Bu çerçevede, belirtilen mevzuat hükümlerine göre ilgili kişilerin kanuni temsilci sıfatıyla takip edilebilmesi için, vergi borcunun asıl borçlu şirket nezdinde 6183 sayılı Kanun ile belirlenen takip ve tahsil yolları tüketilerek kesinleştirilmesi ve amme alacağının vergi borçlusundan tamamen veya kısmen tahsil imkanının bulunmadığının somut biçimde ortaya konulması, bir başka ifadeyle, asıl borçlu hakkında 6183 sayılı Kanun ile belirlenen takip ve tahsil yollarının tüketilmesi gerekmektedir.
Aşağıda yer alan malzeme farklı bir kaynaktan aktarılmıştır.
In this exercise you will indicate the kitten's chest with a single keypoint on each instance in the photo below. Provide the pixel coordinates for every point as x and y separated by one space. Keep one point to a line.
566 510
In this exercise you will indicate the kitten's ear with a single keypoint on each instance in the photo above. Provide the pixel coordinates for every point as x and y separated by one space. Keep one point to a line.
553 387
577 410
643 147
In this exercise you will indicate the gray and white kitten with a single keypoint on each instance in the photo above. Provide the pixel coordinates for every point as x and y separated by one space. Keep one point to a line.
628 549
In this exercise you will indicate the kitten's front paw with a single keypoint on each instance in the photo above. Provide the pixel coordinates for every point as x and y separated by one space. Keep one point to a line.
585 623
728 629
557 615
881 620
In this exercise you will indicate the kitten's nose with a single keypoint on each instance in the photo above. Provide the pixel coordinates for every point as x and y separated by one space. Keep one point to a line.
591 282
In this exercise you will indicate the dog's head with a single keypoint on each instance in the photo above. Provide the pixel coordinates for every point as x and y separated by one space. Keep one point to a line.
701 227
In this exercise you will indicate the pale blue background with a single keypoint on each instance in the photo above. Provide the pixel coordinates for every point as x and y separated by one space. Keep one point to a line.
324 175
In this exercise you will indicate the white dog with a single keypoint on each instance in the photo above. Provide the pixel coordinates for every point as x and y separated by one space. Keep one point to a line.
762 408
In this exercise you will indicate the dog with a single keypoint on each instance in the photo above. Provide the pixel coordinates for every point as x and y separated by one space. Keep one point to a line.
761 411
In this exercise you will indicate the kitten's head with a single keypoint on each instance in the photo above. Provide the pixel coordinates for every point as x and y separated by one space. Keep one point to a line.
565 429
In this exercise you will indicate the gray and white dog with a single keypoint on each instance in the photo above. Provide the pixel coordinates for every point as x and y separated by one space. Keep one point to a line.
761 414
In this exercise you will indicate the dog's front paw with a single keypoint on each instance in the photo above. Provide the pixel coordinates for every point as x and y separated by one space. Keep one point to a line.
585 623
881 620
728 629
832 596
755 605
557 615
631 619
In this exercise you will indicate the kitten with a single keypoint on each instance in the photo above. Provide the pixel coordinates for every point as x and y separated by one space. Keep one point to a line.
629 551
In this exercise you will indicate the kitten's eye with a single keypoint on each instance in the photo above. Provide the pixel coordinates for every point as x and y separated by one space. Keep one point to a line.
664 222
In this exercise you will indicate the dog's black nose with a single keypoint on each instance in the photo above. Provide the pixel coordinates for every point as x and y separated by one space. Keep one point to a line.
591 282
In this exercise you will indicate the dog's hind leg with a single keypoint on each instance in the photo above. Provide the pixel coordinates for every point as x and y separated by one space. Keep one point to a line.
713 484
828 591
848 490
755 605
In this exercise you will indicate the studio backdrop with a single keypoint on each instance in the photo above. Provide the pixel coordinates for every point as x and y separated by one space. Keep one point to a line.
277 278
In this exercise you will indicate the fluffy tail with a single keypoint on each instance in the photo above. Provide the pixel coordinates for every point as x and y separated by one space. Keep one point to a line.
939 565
Dosyanın incelenmesinden, söz konusu ödeme emrinin dayanağını oluşturan, asıl borçlu ... İşletmecilik ve Tic. A.Ş.ye (Eski Ünvanı ... İşletmecilik ve Tic. Ltd. Ş.ti.ne) ait amme alacağının tahsili imkanı kalmadığından bahisle davacı adına kanuni temsilci sıfatıyla düzenlenen … tarih ve … ve … sayılı ödeme emirlerinin iptali istemiyle açılan davada, Mahkemece; belirtilen gerekçe ile davanın reddine ve ... Vergi Dava Dairesince de istinaf isteminin reddine karar verilmiş ise de asıl borçlu şirket tarafından, 100 sayılı Katma Değer Vergisi Genel Tebliğinin, "A-İhraç Malı Taşıyan Araçlara Yapılacak Motorin Teslimlerinde Katma Değer Vergisi İstisnası" başlıklı bölümünün 5. fıkrasında yer alan "...11 sayılı Özel Tüketim Vergisi Genel Tebliğinde belirtilen bayiler tarafından yine aynı Genel Tebliğ kapsamında yapılacak motorin teslimleri girmektedir." ibaresinin iptali ile bu düzenlemeye göre 2008/4 dönemi için re'sen tarh edilen bir kat vergi ziyaı cezalı katma değer vergisinin kaldırılması istemiyle açılan davada, Danıştay Dördüncü Dairesinin 30/01/2014 tarih ve E:2009/2454 ve K:2014/478 sayılı davanın reddine dair kararına karşı Anayasa Mahkemesine yapılan 2016/3675 sayılı bireysel başvuruda 03/11/2020 tarihinde Anayasanın 36. maddesinde güvence altına alınan mülkiyet hakkının ihlal edildiğine karar verilmiştir. Bunun üzerine, anılan Anayasa Mahkemesi kararı gereğince yeniden yargılama yapılarak dava konusu ödeme emrinin de içeriğinde yer alan 2008/4 dönemi vergi ziyaı cezalı katma değer vergisinin Danıştay Dördüncü Dairesinin 23/03/2021 tarih ve E:2021/1323, K:2021/1785 sayılı kararıyla kaldırılmasına karar verilmiştir.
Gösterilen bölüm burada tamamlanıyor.